I could do a list of outstandingly successful people who had little or no schooling. Of many who were complete failures at school.
John Lennon’s school reports described him as “Certainly on the road to failure … hopeless … rather a clown in class … wasting other pupils’ time”. He failed all his GCE O-level exams, got into an art college through “intervention” and was thrown out before his final year.
Lennon is an example of the rebel that society always wants to crush. George Bernard Shaw tells us that “all progress depends on the unreasonable man” because the reasonable man accepts things as they are. We should beware of smothering rebels or “expressive individualists”, as a recent Nation editorial calls them. Otherwise we may as well have parliament consist of the two party leaders, each equipped with little robots that go “Aye” or “Nay” at their bidding.
But back to school. No doubt it is necessary to impart the basics. To show children how to manage information, to reason, to come to conclusions. But I seriously question the amount. Is it really necessary to cram them with so much useless junk? To learn two foreign languages all at once? To burden them with endless homework so that whole families find their weekend activities cramped? Are we surprised that so many opt out of the system?

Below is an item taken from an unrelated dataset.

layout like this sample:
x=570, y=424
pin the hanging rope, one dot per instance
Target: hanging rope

That isn’t my focus today, however. We’re talking primary. Miss Phillips’ School. Three Miss Phils. Prayers lasted an hour. We sang hymns. We got to hold the flag on our birthday. Fudge and kisses on a Friday. Discipline was enforced through red Inattention Marks (deduct five); blue Conduct Marks (deduct ten). That was all. That was all that was needed.
A Harrison College contemporary had a similar experience: “When I was four I went to the Ursuline Convent kindergarten where I was treated with loving kindness by all and learned to read fluently… listened to stories read by Mother Mary Ignatius… all things were sunny, rewarding and bright”.
“Four” was keen to go to school, meet other children. He paraded his new uniform. He loved school. But not many weeks later he came home more subdued. “I got lashes today”, he told his mother. “What did you do?” “I don’t know”.
This has happened twice since. I see it going three ways. He may learn how to avoid lashes. He may turn beast and not care anymore. Or he may become scared to go to school. School phobia is a parent’s never-ending nightmare, punctuated by useless visits to psychiatrists and guidance counsellors.
A temporary teacher in a Government primary told me of the appalling use of lashes. Forget your book, whax! Get a sum wrong, whax! Take out the wrong crayon, whax!
I personally know bright youths who went through the school system but can’t read or write. They tell of beatings where sometimes another teacher would pass and say: “When you finish, lemme get piece off uh he”. Some just cut school. Not dyslexic; dyslicksic.
Morris Greenidge says Louis Lynch instructed his pupils by “persuasion or percussion”. The best teachers I recall had no problems whatsoever with discipline. They inspired. E.C. Queree comes to mind. Whatever academic success I achieved was due mainly to R.V. Goodridge and L.W. Wellington. Pleasing them meant everything to me and I pulled out all the stops.
I support flogging in schools as a last resort. But teachers need to reconsider. We who deal with animals know that a whip is most effective when you never have to use it. If you go for the goats in the field without a whip, they ignore you. We carry a twig but almost never touch them.
Licks can even be counter productive. If you gave my female donkey, Dusty, a single lash when she was on heat, she would stop dead, plant her hind legs apart, head down, mouth open and quap: “That’s the way, heehaw heehaw, I like it! Do it to me one more time!”
Actually, my best whip is proving to be a yellow plastic cricket bat with which I hit myself. It goes Thunk! the goats respond. Teachers could also try that.